Title
AWS re:Invent 2022 - Building resilient networks (NET306)
Summary
- Speakers: Kyle Tedeschi, Principal Solutions Architect, and Scott Morrison, Networking Specialist Solutions Architect at AWS.
- Key Topics: Network resilience on AWS, shared responsibility model, CAP theorem, fault domains, AWS Hyperplane, NAT Gateway, Transit Gateway, Load Balancers (ALB, NLB, Gateway LB), multi-region resilience, inter-region routing, traffic routing options (Route 53, CloudFront, Global Accelerator), hybrid network resilience (Direct Connect, Site-to-Site VPN).
- Resilience Theory: Importance of redundancy, trade-offs in distributed systems (CAP theorem), and cost/complexity considerations for different workload tiers.
- Single Region Resilience: Use of AWS Hyperplane, deployment of NAT Gateways, Transit Gateways, and Load Balancers in each active AZ, and best practices for load balancing and DNS.
- Multi-Region Resilience: Inter-region routing with VPC peering, Transit Gateway peering, and Cloud WAN. Traffic routing options include Route 53, CloudFront, and AWS Global Accelerator.
- Hybrid Network Resilience: Direct Connect configurations for high and maximum resilience, use of BFD for quick failover, and the importance of baselining and monitoring network performance.
Insights
- Shared Responsibility Model: AWS ensures the resilience of the underlying infrastructure, while customers are responsible for architecting their applications to leverage AWS's fault isolation zones.
- CAP Theorem: Customers must make trade-offs between consistency, availability, and partition tolerance when designing their systems on AWS.
- Fault Domains: AWS has multiple fault domains, including regions, availability zones, and flows.
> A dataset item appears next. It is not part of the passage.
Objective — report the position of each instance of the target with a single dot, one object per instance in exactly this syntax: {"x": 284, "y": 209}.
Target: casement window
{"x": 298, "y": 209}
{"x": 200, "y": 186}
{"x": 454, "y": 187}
Understanding these domains is crucial for building resilient networks.
- AWS Hyperplane: A key internal service that supports many AWS networking services, providing fault tolerance and high availability within an AZ.
- Load Balancers: Different types of AWS Load Balancers (ALB, NLB, Gateway LB) have specific resilience characteristics and best practices for deployment.
- Multi-Region Architectures: For applications requiring multi-region deployment, AWS provides several traffic routing options, each with its own resilience features.
- Hybrid Networks: Direct Connect and Site-to-Site VPN are critical for hybrid network resilience, with specific configurations recommended for different resilience levels.
- Monitoring and Baseline: Continuous monitoring and establishing baselines for network performance are essential for troubleshooting and ensuring network resilience.